I guess I'm wrong..the picture states Cedarhurst, maybe Lawrence was created after...

Glen said...

This was a very attractive house and a well laid out floor plan. This would have made a very nice modern home. I am intriguied that the largest room in the house appears to be a billiard room, in lieu of a library (and no indication of built in shelves for dual use. Interesting in light of yesterday's comments about the library at Hempstead House. No boring book reading for these upper crusts - just all play. Although the little nooks next to the fireplace look like a cozy place to read or contemplate one's station in life.
The mystery of third floor accommodations sparks the debate of benefits/perils of servants quarters in a separate wing from the priveleged or above them on the third floor. I know from personal experiences that. . . oh never mind.

Lodi said...

Archibuff...LOL! My coworkers are asking wha's so funny?

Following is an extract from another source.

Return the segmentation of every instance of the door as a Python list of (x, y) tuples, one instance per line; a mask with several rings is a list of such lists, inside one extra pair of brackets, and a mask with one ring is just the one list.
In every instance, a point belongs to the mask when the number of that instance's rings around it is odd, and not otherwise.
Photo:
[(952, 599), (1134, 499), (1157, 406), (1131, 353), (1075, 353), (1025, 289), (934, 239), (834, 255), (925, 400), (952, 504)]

I told them they would have to have been there!

The Ancient said...

Dilettante --

http://query.nytimes.com/mem/archive/pdf?res=F70615FB345B127A93C5A8178CD85F4C8285F9

http://ftlh.blogspot.com/2009_03_01_archive.html

The Ancient said...

Dilettante --

You're right, of course.

But what Zach has posted above was merely a design proposal, and not the house as it was actually built.

See page 174:

http://books.google.com/books?id=jIXc9ES8qcAC&printsec=frontcover&dq=inauthor:%22Robert+B.+MacKay%22+inauthor:%22Anthony+K.+Baker%22&hl=en&ei=2jXhTqaKFsjt0gH_0eGbBw&sa=X&oi=book_result&ct=result&resnum=1&ved=0CDgQ6AEwAA#v=onepage&q=inauthor%3A%22Robert%20B.%20MacKay%22%20inauthor%3A%22Anthony%20K.%20Baker%22&f=false

Zach said...

Thank you for the correction Ancient.

The Down East Dilettante said...

Oh duh. I get 20 lashes with a copy of Long Island Country Houses---which I normally always check for verifcation, today it didn't even occur. duh, duh. Thanks Ancient.

The Ancient said...

If there's a lesson here -- and there probably isn't -- trust a contemporaneous postcard over a sketch published more or less when the house was commissioned.

Because the latter goes to the vanity of the architect, while the postcard is merely a profit-making business.